Cet internat pourrait accueillir 24 enfants dès la rentrée 2006. Tout est prêt pour son démarrage. Le Ministère de l'éducation a prévu le personnel nécessaire au fonctionnement. Le Ministère de la cohésion sociale a débloqué les crédits nécessaires. La communauté éducative est motivée et prête à relever le défi. Le collège Jean et Alice Olibo et les locaux sont identifiés, à Saint Cyprien… Ne manque plus à l'appel que le Conseil Général, responsable de l'aménagement des locaux. Je ne doute pas qu'il rejoindra la démarche.

J'espère que sur ce dossier important, le bon sens l'emportera.

Enfin, je vous indique la mise en place, en zone de gendarmerie, dès l'année prochaine, d'une brigade spécialisée dans la prévention de la délinquance juvénile qui devra s'appuyer sur l'ensemble du réseau de prévention dont nous posons les bases aujourd'hui.

Voilà, mesdames et messieurs, nos objectifs et nos engagements. Ils sont précis ; ils misent sur une approche collective et volontariste.

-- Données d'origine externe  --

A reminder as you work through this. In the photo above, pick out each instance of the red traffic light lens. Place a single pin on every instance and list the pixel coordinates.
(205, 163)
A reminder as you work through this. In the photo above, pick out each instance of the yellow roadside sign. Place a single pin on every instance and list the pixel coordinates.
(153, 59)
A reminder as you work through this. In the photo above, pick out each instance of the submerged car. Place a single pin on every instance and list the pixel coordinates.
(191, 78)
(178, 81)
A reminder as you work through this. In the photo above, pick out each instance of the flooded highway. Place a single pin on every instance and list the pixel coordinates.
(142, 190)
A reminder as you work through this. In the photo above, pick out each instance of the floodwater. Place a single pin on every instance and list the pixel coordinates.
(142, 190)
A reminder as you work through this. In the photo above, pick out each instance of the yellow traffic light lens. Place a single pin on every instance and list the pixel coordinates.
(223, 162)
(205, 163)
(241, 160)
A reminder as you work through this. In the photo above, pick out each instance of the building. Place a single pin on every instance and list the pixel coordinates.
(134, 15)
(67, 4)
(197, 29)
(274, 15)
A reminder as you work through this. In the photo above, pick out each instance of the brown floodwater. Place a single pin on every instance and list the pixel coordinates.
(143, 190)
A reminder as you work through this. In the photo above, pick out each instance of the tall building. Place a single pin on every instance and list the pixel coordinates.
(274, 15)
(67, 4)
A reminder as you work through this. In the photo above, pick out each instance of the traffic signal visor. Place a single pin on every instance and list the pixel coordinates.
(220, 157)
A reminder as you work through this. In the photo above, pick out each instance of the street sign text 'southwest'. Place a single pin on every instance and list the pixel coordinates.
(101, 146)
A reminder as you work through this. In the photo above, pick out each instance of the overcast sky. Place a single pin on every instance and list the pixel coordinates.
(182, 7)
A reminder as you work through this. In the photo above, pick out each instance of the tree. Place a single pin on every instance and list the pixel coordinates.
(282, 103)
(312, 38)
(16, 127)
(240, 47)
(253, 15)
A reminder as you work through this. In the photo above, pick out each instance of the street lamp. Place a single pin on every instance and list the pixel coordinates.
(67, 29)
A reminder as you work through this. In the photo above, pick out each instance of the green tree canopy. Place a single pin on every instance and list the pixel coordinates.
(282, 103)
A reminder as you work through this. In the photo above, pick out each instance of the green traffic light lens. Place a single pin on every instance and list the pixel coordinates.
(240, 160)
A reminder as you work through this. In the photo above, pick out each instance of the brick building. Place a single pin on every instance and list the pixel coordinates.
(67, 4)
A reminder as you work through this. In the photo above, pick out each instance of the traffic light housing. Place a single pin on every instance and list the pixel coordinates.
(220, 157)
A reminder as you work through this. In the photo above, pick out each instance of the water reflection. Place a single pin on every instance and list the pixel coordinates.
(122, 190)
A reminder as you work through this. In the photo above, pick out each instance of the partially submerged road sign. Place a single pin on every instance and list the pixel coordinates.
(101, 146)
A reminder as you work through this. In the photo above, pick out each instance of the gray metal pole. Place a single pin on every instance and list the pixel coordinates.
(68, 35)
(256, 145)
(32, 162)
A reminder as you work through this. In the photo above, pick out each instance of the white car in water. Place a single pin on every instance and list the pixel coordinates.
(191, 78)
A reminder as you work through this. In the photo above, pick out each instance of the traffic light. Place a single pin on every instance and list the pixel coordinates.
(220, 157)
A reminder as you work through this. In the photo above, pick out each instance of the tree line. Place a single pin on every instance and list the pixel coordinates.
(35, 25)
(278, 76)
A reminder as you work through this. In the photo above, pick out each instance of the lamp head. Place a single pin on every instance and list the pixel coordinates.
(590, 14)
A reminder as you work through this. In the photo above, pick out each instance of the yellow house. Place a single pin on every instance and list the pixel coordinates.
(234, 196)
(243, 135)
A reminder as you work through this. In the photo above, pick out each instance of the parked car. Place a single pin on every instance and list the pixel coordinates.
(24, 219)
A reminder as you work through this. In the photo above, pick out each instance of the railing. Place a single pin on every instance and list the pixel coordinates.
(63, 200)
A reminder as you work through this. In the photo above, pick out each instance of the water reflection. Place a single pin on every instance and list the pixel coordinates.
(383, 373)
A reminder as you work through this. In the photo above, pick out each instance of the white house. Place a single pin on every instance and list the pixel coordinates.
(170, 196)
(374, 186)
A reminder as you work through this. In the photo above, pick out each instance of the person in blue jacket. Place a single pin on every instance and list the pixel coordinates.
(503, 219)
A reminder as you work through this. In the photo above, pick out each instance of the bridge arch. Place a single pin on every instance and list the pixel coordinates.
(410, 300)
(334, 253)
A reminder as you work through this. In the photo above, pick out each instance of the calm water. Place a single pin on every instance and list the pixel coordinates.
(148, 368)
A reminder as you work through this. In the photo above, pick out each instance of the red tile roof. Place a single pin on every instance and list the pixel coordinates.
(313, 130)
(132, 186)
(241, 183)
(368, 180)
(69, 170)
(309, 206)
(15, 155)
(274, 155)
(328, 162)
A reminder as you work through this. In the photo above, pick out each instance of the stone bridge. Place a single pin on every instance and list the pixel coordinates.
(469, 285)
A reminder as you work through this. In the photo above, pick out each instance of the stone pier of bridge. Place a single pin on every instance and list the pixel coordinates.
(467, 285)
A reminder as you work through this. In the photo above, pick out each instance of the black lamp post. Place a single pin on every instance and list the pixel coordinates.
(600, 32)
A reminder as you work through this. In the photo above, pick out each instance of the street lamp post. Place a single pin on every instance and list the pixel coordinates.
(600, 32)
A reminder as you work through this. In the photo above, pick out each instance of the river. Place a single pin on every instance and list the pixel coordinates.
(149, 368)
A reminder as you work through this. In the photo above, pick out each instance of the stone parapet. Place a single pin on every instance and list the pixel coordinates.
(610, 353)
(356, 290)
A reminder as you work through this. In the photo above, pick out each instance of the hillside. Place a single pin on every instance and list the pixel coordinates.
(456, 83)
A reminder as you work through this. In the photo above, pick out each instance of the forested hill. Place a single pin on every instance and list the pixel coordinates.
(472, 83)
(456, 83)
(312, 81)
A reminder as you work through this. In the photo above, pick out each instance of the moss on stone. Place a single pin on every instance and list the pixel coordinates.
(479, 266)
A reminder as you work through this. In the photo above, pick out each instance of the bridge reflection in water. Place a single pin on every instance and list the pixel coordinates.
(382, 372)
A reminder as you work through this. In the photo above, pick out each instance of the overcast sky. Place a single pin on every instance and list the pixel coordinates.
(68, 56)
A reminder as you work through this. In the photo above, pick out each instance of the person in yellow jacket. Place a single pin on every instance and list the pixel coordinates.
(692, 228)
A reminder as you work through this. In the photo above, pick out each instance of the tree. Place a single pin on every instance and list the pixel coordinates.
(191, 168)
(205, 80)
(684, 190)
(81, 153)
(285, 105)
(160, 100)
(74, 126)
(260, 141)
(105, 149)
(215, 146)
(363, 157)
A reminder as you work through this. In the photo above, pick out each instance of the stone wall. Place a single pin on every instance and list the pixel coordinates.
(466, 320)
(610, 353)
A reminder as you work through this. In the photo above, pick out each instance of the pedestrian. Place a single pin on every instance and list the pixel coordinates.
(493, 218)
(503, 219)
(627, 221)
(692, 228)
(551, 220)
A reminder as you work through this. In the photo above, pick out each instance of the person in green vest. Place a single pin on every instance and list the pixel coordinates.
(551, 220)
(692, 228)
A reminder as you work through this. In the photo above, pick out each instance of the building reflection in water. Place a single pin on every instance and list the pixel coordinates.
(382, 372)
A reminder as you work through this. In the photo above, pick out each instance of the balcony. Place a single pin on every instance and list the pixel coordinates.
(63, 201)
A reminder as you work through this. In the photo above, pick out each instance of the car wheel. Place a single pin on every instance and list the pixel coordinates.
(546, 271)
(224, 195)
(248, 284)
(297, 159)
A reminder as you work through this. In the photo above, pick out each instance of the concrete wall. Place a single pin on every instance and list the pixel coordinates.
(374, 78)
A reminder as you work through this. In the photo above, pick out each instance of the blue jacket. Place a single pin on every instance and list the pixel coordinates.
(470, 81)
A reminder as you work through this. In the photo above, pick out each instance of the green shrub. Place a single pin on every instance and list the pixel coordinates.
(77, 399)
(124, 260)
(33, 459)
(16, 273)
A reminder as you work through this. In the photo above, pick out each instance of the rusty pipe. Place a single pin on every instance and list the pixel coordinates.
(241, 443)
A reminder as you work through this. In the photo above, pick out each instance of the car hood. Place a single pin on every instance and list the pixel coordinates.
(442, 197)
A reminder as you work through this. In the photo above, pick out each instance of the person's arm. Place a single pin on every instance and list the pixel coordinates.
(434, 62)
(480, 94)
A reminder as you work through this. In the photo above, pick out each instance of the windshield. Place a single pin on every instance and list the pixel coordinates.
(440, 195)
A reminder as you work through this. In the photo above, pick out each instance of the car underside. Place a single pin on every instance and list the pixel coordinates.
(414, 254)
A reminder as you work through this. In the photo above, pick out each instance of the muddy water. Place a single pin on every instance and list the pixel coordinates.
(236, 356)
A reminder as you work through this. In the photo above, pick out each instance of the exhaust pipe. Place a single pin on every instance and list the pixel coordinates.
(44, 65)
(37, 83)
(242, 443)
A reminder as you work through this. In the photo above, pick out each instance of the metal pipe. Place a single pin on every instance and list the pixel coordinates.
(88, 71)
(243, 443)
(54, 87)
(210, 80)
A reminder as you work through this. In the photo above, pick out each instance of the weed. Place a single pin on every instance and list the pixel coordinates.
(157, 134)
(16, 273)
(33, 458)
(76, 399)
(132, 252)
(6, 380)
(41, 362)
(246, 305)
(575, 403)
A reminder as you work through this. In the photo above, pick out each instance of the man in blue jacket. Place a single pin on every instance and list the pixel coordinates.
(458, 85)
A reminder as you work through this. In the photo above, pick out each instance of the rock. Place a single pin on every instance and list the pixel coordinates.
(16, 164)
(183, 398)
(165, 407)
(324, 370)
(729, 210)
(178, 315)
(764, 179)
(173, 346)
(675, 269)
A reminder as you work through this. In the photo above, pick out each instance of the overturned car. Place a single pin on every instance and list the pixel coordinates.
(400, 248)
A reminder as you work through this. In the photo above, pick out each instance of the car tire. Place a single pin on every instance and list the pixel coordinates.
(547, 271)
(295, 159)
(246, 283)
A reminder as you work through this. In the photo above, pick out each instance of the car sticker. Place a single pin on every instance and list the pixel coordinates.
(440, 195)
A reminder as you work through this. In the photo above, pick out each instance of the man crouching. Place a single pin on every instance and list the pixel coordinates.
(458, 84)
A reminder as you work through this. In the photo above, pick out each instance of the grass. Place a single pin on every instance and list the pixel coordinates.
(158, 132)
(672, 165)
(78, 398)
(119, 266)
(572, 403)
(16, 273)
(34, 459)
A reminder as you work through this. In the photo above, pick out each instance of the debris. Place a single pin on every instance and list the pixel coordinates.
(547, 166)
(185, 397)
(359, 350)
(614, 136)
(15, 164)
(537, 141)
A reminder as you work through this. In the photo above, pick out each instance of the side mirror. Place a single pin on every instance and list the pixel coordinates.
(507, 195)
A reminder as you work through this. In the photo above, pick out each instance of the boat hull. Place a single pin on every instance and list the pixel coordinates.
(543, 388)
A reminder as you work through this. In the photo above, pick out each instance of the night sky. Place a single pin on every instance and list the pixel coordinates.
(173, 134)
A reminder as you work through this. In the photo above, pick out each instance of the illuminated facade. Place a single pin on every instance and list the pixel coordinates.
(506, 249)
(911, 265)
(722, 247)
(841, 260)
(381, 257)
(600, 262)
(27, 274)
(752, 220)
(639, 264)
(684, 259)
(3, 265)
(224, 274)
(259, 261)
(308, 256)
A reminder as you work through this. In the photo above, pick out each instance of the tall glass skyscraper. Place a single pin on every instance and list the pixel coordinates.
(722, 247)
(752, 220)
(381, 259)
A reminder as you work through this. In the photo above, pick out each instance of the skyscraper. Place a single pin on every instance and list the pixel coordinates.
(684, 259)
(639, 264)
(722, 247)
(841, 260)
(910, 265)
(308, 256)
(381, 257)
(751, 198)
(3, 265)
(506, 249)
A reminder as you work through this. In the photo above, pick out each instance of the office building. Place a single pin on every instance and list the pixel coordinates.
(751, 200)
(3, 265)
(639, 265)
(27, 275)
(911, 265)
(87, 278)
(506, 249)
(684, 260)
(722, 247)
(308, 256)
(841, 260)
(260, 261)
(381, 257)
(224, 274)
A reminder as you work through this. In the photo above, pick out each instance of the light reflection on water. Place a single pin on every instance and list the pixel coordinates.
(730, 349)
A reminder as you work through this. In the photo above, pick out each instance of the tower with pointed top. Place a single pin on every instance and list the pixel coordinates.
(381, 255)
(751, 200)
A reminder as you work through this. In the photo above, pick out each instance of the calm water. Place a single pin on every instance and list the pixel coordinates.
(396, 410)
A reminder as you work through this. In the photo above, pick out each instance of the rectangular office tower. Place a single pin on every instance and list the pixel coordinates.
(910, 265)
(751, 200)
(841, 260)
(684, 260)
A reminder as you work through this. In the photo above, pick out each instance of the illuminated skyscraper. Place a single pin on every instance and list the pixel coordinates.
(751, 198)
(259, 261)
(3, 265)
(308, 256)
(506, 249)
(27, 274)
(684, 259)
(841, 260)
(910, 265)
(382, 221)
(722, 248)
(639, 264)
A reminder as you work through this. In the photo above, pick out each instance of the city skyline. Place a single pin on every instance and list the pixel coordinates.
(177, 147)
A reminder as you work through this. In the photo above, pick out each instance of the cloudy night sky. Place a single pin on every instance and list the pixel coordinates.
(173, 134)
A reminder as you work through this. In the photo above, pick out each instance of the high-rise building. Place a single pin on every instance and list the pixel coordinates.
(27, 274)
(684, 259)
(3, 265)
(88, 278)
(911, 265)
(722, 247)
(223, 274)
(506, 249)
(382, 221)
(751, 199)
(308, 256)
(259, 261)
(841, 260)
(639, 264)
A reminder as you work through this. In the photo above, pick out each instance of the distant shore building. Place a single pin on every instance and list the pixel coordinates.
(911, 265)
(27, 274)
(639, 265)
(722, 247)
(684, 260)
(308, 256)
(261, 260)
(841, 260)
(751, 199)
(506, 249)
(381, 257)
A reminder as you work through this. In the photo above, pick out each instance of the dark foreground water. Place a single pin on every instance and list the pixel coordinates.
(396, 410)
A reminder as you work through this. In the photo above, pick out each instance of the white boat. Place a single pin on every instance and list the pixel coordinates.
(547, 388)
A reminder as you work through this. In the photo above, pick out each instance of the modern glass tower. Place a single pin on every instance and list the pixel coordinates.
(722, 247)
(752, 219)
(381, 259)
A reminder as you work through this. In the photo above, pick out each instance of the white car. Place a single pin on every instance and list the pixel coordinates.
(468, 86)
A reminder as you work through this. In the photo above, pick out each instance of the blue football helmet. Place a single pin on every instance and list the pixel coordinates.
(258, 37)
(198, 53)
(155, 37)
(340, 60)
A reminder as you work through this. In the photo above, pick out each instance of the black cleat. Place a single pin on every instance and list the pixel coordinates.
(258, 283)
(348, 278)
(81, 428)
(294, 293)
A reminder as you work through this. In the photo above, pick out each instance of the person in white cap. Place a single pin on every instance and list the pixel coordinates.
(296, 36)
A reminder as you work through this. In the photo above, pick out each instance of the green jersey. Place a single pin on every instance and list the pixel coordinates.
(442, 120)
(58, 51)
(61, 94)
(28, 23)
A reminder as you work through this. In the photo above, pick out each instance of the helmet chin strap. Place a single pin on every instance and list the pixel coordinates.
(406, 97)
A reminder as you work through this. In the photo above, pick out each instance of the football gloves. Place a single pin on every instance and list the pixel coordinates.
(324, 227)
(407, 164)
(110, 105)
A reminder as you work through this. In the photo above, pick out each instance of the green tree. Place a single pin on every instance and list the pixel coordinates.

Chacun en a conscience, ils ne peuvent cependant, à eux-seuls, bouleverser la donne car les problèmes et les blocages qui traversent notre société sont nombreux.

Pour modifier la donne en profondeur, la République pour tous doit être remise en marche. C'est un vaste débat que je ne puis résumer en quelques mots… Sans doute, les prochaines échéances politiques nous permettront-elles de regarder collectivement les choses en face et de faire jaillir des solutions nouvelles.

J'ai quelques idées sur le sujet que je vous livre en vrac : je crois que nous n'avons pas tout essayé pour briser le chômage de masse qui est une plaie au cœur de notre pacte social ; je crois également que nous n'allons pas assez loin pour assurer une véritable égalité des chances.

Face à l'uniformité de façade, je dis qu'il faut une approche ciblée sur l'équité, c'est à dire qu'il faut donner plus à ceux qui ont moins, et moins à ceux qui ont plus. Cette mobilisation pour l'égalité n'est pas sans conséquences puisqu'elle consisterait à bousculer des situations acquises afin de trouver des marges de manœuvres pour agir mieux et plus fort sur les publics, les territoires et les dossiers qui le justifient vraiment.

Mais changer la donne, c'est aussi un état d'esprit !

Le civisme, la fraternité, la compréhension de l'autre, ce n'est pas une question technique ou financière, c'est une conquête sur nous-mêmes.

Moi je crois que celui qui va vers l'autre, va plus loin en lui même!

Ici, à Perpignan, les esprits et les cœurs de ceux qui se sont affrontés doivent retrouver les chemins du dialogue. Il faut retisser les fils de la confiance. Il faut une volonté de construire l'avenir ensemble.

En venant ici, c'est ce message que je voulais vous adresser.